We started to see it last year. But this year…this year is pretty awesome.

Our crowd used to be full of supportive friends and family. Now, when we look at pictures of events, we see mostly strangers in the crowd. Sure, our parents and siblings and partners are still out there, but the strangers means that the appreciation for derby is starting to spread. We’ve been dying for this day…and here it is.

On the horizon of something so spectacular, we’ve been working really hard to provide quality events. We partnered with some pretty extraordinary sponsors this year, which gave us some much needed street cred. We were able to put on a roller derby extravaganza downtown that made national headlines. Altogether, this year’s been pretty amazing, which is why we feel pretty lousy about the bump in the road that was our August 10th bout.

First of all, to Port City: thank you so much for coming to Ottawa, for playing a game that truly exposed our amazing fans to such an elite level of roller derby. You helped highlight the tremendous growth the Dolly Rogers have undergone in the past few years and we can’t thank you enough. You were a class act on and off the track and we can’t wait to face you again in a month’s time. We look forward to many more games in years to come. 
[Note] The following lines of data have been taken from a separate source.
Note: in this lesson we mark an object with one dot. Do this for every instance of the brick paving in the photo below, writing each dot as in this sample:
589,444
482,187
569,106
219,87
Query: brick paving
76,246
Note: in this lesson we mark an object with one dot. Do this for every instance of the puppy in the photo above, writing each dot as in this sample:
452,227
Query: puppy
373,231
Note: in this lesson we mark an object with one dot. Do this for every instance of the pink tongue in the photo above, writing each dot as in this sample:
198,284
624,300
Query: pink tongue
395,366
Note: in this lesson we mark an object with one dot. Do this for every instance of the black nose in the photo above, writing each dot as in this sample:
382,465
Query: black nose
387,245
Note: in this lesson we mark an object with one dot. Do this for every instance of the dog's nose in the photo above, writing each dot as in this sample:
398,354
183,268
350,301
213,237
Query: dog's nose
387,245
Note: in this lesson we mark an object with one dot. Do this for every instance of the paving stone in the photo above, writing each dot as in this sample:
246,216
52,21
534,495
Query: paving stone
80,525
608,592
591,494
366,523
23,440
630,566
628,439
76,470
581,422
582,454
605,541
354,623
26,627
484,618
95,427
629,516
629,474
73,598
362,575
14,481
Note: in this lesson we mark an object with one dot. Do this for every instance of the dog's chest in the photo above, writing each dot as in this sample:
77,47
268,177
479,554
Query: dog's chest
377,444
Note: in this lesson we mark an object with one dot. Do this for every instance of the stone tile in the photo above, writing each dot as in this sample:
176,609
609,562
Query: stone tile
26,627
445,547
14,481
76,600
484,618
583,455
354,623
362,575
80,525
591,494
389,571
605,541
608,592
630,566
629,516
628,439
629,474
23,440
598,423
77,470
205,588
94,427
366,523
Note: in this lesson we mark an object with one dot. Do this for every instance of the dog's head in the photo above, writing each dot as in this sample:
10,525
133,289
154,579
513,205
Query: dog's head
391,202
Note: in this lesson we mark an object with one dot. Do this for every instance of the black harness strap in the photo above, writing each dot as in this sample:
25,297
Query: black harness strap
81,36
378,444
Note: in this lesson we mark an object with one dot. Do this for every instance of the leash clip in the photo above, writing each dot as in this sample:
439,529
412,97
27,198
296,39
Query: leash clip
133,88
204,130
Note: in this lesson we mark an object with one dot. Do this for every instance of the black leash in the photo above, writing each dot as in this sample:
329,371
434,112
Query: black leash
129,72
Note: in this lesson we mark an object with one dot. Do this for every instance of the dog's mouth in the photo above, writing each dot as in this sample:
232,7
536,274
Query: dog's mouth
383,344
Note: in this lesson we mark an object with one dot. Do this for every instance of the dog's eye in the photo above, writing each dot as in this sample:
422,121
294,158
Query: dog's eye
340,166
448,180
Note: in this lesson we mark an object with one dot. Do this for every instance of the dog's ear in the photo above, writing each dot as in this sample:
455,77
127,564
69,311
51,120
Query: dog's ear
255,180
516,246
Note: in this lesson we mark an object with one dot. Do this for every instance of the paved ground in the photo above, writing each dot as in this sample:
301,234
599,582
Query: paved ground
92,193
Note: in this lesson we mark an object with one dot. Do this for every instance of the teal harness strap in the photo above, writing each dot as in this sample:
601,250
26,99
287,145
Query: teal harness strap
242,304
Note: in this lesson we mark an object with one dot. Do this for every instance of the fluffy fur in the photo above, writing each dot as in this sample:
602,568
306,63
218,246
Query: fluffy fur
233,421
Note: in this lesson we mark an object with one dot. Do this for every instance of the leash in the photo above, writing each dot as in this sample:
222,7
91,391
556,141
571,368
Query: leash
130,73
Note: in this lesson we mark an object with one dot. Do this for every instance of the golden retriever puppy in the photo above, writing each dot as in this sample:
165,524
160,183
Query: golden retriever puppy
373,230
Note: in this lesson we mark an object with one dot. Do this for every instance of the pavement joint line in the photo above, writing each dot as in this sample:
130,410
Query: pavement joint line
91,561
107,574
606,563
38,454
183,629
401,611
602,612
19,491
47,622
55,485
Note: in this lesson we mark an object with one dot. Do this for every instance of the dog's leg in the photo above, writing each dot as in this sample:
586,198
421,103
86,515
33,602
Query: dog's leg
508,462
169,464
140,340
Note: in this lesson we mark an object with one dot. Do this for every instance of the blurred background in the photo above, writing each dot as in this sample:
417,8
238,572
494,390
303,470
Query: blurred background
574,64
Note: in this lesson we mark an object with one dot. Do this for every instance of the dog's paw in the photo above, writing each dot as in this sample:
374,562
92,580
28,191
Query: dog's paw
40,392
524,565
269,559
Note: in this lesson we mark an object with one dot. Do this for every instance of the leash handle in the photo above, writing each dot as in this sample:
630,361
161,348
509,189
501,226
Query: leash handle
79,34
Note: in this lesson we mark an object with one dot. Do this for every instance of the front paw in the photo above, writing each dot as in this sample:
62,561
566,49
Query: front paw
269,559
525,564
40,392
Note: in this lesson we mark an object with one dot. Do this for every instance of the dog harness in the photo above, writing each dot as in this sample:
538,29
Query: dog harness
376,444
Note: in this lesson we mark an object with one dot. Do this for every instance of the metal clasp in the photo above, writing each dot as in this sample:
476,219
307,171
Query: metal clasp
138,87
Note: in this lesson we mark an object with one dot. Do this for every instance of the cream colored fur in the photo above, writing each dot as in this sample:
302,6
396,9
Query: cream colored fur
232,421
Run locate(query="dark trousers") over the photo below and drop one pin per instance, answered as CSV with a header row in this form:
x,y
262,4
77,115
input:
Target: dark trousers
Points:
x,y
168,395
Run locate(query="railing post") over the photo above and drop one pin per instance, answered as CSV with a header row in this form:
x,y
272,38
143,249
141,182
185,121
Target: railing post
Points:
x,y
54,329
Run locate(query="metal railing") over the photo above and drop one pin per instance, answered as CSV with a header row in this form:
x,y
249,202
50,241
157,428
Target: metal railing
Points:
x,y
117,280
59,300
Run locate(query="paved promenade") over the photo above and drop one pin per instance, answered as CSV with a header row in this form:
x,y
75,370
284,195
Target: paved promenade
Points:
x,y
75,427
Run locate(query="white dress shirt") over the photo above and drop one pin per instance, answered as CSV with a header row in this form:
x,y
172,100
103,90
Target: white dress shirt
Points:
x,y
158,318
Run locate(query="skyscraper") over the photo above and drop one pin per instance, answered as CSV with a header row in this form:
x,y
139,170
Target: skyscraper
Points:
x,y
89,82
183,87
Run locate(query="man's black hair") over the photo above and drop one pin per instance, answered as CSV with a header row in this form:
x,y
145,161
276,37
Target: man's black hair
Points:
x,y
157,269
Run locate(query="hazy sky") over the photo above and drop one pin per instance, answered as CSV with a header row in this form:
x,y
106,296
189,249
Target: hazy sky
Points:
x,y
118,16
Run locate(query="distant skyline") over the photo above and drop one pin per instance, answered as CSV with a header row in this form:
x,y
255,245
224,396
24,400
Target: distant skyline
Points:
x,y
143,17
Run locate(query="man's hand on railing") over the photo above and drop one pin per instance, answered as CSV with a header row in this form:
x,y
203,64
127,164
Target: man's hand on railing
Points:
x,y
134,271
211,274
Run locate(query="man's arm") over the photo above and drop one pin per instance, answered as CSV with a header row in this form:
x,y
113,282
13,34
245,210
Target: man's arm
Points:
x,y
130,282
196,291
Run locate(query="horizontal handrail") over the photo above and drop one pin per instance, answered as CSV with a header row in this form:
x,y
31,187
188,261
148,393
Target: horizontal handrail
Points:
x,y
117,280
We would however like to apologize to all the great people who came to the game and patiently waited in the stands for the second game to start. This year, we wanted to give our newest team the opportunity to play a game under the bright arena lights. Most of the women who play on the Dollinquents are new to the sport and have come such a long way since last October when many of them couldn’t even skate. To do what they did on Saturday night was an accomplishment worth celebrating. It was just such a shame that Peterborough Roller Derby double-booked themselves for the evening and didn’t share that information with us, resulting in them being an hour late to our event. Thanks to those who stuck it out and supported the Dollinquents. To those of you who left: we’re sorry and we’d like to make it up to you. Please email if you attended the game. (We’ll take you at your word.) We’ll give you a free ticket to our next game in Rockland, or a free ticket to our home opener next season. We’ve worked really hard to earn you and we’d hate to lose you over this.

Double headers are a lot of work, but when something goes wrong, it tends to be pretty epic. Our last double header unfolded beautifully; maybe our beginner’s luck ran out. For those of you who came to our event on August 10th but weren’t over-the-moon about the way things went, we’d like the chance to make up for it next time, if you’ll let us.

We appreciate feedback. If you have any comments, suggestions, ideas or general thoughts, please write us. Thanks for your support this season. We’d be nowhere without the people who come see us play.